Section 2.2 The Original Credit Agreement is hereby amended by deleting
Section 4.4(c) and substituting therefor the following:
"(c) Maximum Leverage Ratio. Maintain as of the last day of each calendar
month during the term of this Agreement a ratio of Funded Debt to Adjusted
EBITDA for the twelve (12) months ending on each date occurring during the
term of this Agreement no greater than 3.00 to 1; provided that, for
purposes of this covenant and subject to Bank approval, Adjusted EBITDA
shall have added back (A) the trailing 12-month EBITDA of new acquisitions
exceeding a gross purchase price of $2,500,000; provided further that for
any calculation hereunder that includes a calendar month prior to the date
of Borrower's purchase of AmTech Inspection, Cleveland Inspection or WRC
(each hereinafter called, an "Acquisition" and each month occurring before
an Acquisition, being a "Pre-Acquisition Month"), Adjusted EBITDA shall
include, for each Pre-Acquisition Month, a number equal to (i) the Adjusted
EBITDA of AmTech Inspection, Cleveland Inspection or WRC (as applicable)
for each calendar month after the applicable Acquisition divided by (ii)
the number of calendar months since the applicable Acquisition and (B)
expenses associated with Borrower's issuance and/or granting of stock
options to Borrower's directors and employees; provided further that for
any calculation hereunder, Adjusted EBITDA shall exclude losses associated
with the ConocoPhillips-Ferndale, Washington project which have occurred
prior to January 1, 2007."
Section 2.3 Waiver.
(a) Bank hereby waives any non-compliance by the Borrower with Section
4.4(c) of the Original Credit Agreement for the month's ending November 31,
2006 and December 31, 2006 and Bank agrees that the Borrower shall not be
deemed in Default, nor shall any Event of Default be deemed to have
existed, solely by reason of any such non-compliance.
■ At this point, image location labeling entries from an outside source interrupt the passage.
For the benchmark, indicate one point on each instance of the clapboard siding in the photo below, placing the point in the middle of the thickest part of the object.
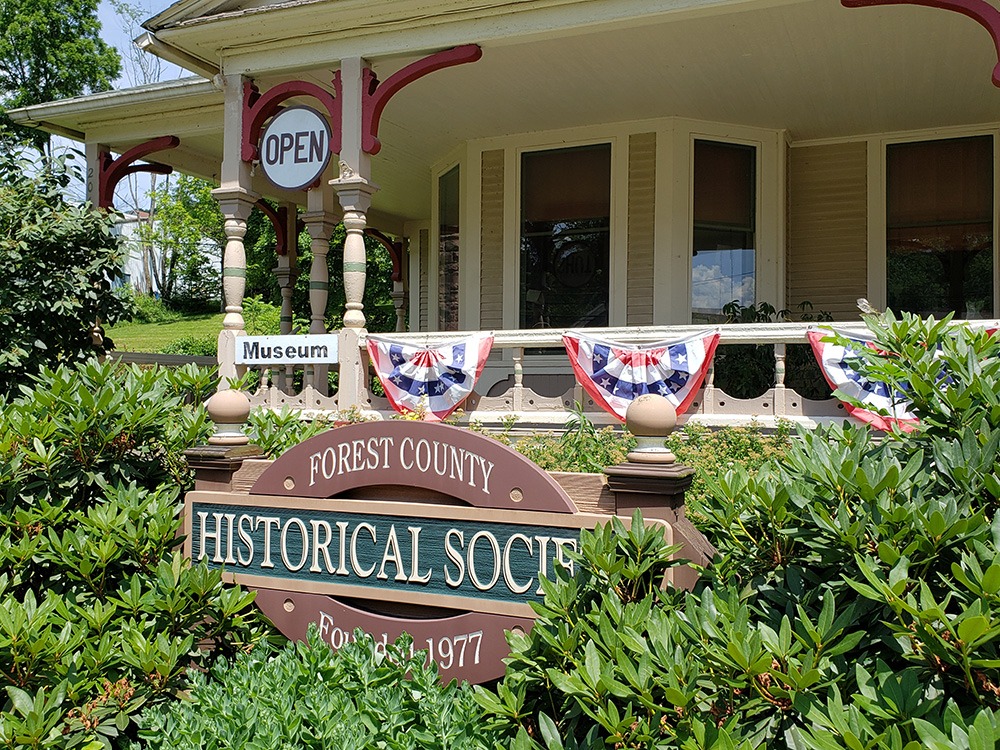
(491, 241)
(641, 216)
(828, 227)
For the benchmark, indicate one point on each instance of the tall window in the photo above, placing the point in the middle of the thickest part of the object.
(939, 227)
(448, 244)
(565, 220)
(725, 209)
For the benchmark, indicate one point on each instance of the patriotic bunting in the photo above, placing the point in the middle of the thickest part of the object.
(438, 377)
(882, 410)
(615, 374)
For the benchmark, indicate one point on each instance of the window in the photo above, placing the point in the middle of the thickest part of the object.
(565, 223)
(939, 227)
(448, 246)
(722, 270)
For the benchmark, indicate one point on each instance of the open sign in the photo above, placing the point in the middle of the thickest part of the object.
(295, 148)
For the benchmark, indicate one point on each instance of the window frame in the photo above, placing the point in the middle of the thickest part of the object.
(878, 208)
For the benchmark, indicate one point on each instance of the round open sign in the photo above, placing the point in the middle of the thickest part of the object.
(295, 147)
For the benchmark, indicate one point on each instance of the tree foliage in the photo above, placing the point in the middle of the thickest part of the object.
(58, 262)
(180, 241)
(50, 49)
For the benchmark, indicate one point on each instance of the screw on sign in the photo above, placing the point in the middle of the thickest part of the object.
(294, 147)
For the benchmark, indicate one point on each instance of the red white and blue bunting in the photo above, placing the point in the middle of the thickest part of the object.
(615, 374)
(436, 379)
(882, 409)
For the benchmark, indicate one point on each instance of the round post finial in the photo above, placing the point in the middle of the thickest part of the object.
(229, 410)
(651, 418)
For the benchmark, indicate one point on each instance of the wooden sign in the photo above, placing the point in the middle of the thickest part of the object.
(396, 526)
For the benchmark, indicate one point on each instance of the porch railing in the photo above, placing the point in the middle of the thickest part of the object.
(523, 359)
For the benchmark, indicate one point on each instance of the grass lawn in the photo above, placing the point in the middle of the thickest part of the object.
(152, 337)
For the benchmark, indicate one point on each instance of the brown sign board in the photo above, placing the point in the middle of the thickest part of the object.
(396, 526)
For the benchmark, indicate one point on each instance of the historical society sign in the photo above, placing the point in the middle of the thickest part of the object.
(396, 526)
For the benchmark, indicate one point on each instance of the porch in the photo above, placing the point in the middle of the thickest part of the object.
(528, 384)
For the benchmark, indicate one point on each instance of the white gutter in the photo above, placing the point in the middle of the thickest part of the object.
(149, 42)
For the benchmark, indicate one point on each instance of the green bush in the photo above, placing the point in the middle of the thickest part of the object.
(150, 309)
(58, 262)
(854, 601)
(363, 696)
(99, 612)
(193, 346)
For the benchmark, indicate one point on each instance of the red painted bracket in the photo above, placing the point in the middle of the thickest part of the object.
(395, 250)
(111, 171)
(279, 219)
(258, 108)
(979, 11)
(375, 95)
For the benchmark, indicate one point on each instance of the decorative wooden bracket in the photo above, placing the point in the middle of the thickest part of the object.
(395, 250)
(375, 95)
(257, 108)
(980, 11)
(111, 171)
(279, 219)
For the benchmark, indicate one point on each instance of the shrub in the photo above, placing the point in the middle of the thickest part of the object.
(99, 612)
(365, 695)
(193, 346)
(58, 262)
(150, 309)
(853, 602)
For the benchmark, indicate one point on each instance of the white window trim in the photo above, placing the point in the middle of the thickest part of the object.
(877, 281)
(675, 213)
(434, 240)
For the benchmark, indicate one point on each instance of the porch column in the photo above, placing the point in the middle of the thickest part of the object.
(236, 205)
(354, 190)
(320, 221)
(287, 273)
(236, 200)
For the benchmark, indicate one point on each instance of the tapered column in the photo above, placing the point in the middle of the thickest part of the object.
(236, 205)
(236, 200)
(287, 273)
(355, 195)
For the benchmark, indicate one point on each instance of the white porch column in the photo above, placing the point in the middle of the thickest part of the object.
(236, 205)
(320, 220)
(236, 200)
(287, 272)
(354, 190)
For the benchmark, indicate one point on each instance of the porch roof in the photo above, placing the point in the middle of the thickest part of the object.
(809, 67)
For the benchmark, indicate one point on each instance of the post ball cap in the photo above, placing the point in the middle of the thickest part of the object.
(229, 407)
(651, 415)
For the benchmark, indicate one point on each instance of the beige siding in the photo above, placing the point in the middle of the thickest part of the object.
(424, 277)
(491, 242)
(827, 227)
(641, 215)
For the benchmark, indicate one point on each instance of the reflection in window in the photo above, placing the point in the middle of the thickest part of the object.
(448, 213)
(722, 270)
(939, 227)
(565, 220)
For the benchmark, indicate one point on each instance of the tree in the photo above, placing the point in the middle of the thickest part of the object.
(181, 240)
(58, 264)
(49, 49)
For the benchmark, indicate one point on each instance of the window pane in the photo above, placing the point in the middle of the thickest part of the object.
(722, 270)
(448, 243)
(939, 233)
(565, 220)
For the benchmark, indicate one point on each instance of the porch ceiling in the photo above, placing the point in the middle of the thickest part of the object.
(812, 68)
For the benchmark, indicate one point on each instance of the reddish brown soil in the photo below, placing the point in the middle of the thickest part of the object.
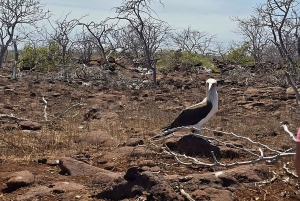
(75, 110)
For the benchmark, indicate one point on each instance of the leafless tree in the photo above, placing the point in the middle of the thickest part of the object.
(282, 19)
(193, 40)
(62, 29)
(100, 33)
(83, 47)
(15, 14)
(254, 34)
(148, 28)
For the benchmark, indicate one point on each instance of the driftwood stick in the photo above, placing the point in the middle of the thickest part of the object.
(290, 81)
(45, 108)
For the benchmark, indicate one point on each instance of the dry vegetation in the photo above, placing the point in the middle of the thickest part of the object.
(74, 111)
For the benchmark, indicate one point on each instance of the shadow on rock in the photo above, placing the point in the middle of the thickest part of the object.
(138, 182)
(193, 145)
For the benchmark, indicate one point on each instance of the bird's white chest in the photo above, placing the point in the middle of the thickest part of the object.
(212, 112)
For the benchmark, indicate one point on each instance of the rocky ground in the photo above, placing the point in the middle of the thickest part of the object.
(91, 138)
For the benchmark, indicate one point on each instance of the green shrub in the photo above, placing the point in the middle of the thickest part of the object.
(241, 55)
(42, 58)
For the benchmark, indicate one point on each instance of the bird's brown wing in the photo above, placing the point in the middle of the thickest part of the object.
(191, 116)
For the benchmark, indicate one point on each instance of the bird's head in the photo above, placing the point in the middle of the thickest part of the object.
(211, 85)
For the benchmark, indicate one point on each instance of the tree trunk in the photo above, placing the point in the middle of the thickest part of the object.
(2, 54)
(14, 70)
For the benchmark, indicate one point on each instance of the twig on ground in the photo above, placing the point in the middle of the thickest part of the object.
(77, 104)
(260, 156)
(288, 171)
(185, 194)
(290, 81)
(287, 130)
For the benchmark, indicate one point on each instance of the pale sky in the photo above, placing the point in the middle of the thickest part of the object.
(211, 16)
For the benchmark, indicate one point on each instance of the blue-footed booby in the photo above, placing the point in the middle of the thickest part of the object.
(196, 115)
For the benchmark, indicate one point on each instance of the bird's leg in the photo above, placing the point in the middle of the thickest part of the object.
(198, 134)
(197, 131)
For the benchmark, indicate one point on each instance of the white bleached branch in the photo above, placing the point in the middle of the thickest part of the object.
(287, 130)
(45, 108)
(257, 156)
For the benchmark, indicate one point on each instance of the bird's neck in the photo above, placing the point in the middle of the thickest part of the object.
(212, 97)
(b) Bank hereby waives any non-compliance by the Borrower with Section 5.17
of the Original Credit Agreement for the fiscal year ending December 31,
2006 and Bank agrees that the Borrower shall not be deemed in Default, nor
shall any Event of Default be deemed to have existed, solely by reason of
any such non-compliance during such fiscal year; provided Borrower's actual
expenditures or commitments to acquire fixed assets by lease, purchase or
otherwise for the fiscal year ending December 31, 2006 do not exceed in the
aggregate $3,500,000.
(c) The foregoing waivers shall not be deemed to be a waiver by the Bank of
any other covenant, condition or obligation on the part of the Borrower
under the Original Credit Agreement or any other Loan Document, except as
set forth in this Section 2.3. In addition, the foregoing waivers shall in
no respect evidence any commitment by the Bank to grant any future consents
or waivers of any covenant, condition or obligation on the part of the
Borrower under the Original Credit Agreement or any other Loan Document.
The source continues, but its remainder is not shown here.